Doch laut Martin Selmayr gibt es noch eine weitere Möglichkeit, um die Rechtsdurchsetzung zu stärken: Die Kürzung finanzieller Mittel, die noch heuer möglich werden soll. „Das ist das schärfste Schwert, denn viele Mitgliedsstaaten sind von den EU-Finanzmitteln abhängig. Europäische Solidarität muss jedoch an die Wahrung von Recht und Werten gekoppelt sein“, sagt Selmayr.

EU im Krisenmodus

Aufbauend auf den Erfahrungen der globalen COVID-19-Pandemie will Selmayr noch einen Schritt weitergehen und eine Art Krisenmechanismus entwickeln, der eine schnelle und wirksame Handlungsfähigkeit der EU ermöglicht. Sein Vorschlag: In Krisenzeiten soll das Prinzip der Einstimmigkeit durch eine Entscheidung der Europäischen Kommission oder eine qualifizierte Mehrheit ersetzt werden. „Die EU ist ein unvollkommenes Gebilde. Sie ist kein Staat, aber auch keine zwischenstaatliche Organisation. Gerade in Krisenzeiten führt dies zu einer Diskrepanz zwischen Erwartungen und Ergebnissen“, so Selmayr weiter.
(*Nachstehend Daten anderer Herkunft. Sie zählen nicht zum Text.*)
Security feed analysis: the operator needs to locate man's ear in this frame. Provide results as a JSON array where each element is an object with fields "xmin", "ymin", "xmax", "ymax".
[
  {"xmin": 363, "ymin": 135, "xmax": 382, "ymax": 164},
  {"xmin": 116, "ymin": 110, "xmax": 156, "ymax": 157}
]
Um so einen Krisenmodus umzusetzen, sei das Vertrauen der Mitgliedsstaaten notwendig. Dieses soll nach der Krise gemeinsam geschaffen werden, unter anderem im Rahmen der Konferenz über die Zukunft Europas – einer Konferenz, die auf der Beteiligung der Bürger aufbaut. Einerseits, indem individuelle Gespräche geführt werden, andererseits durch Meinungsumfragen. Erste Ergebnisse für Österreich zeigen, dass sich die Mehrheit der Befragten (66 %) gegen das Prinzip der Einstimmigkeit ausspricht und zwar nicht nur im Krisenmodus. Mit Blick auf die Pandemie wünscht sich zudem mehr als die Hälfte, dass die EU mehr Zuständigkeiten erhält, zumindest in puncto Gesundheitspolitik.

Werden die erhobenen Stimmen der Unions-Bürgerinnen und -Bürger im Rahmen der Konferenz tatsächlich gehört, würden diese wichtige Rechtsfragen beeinflussen – und genau darum geht es, wie Siegfried Fina abschließend festhält: „Jede Rechtsordnung muss laufend angepasst werden. Das Recht stellt immer eine Reaktion auf Fragestellungen dar, die die Gesellschaft beschäftigen und herausfordern. Der Gesetzgeber und letztlich die Zivilgesellschaft müssen diese Fragestellungen beantworten, um so das Rechtssystem einem ständigen Update zu unterziehen.“


SIEGFRIED FINA
ao. Univ.-Prof. Mag. Dr. Siegfried Fina ist Jean-Monnet-Professor für Europarecht an der Donau-Universität Krems und an der Universität Wien. Seine Forschungsschwerpunkte sind Europa-, Wirtschafts- und Technologierecht.

CLARA RAUCHEGGER
Mag. Mag. Dr. Clara Rauchegger ist Assistenzprofessorin an der Universität Innsbruck und Leiterin des Instituts für Theorie und Zukunft des Rechts. Sie forscht zum Europarecht, zum Vergleichenden Verfassungsrecht und zum Recht der Digitalisierung.

MARTIN SELMAYR
Prof. Dr. Martin Selmayr leitet die Vertretung der EU-Kommission in Österreich. Zuvor war er Generalsekretär der Europäischen Kommission und Kabinettchef von Jean-Claude Juncker. Er studierte Rechtswissenschaften, u.a. an der Universitäten Genf und am King’s College London und ist Lehrbeauftragter an der Donau-Universität Krems.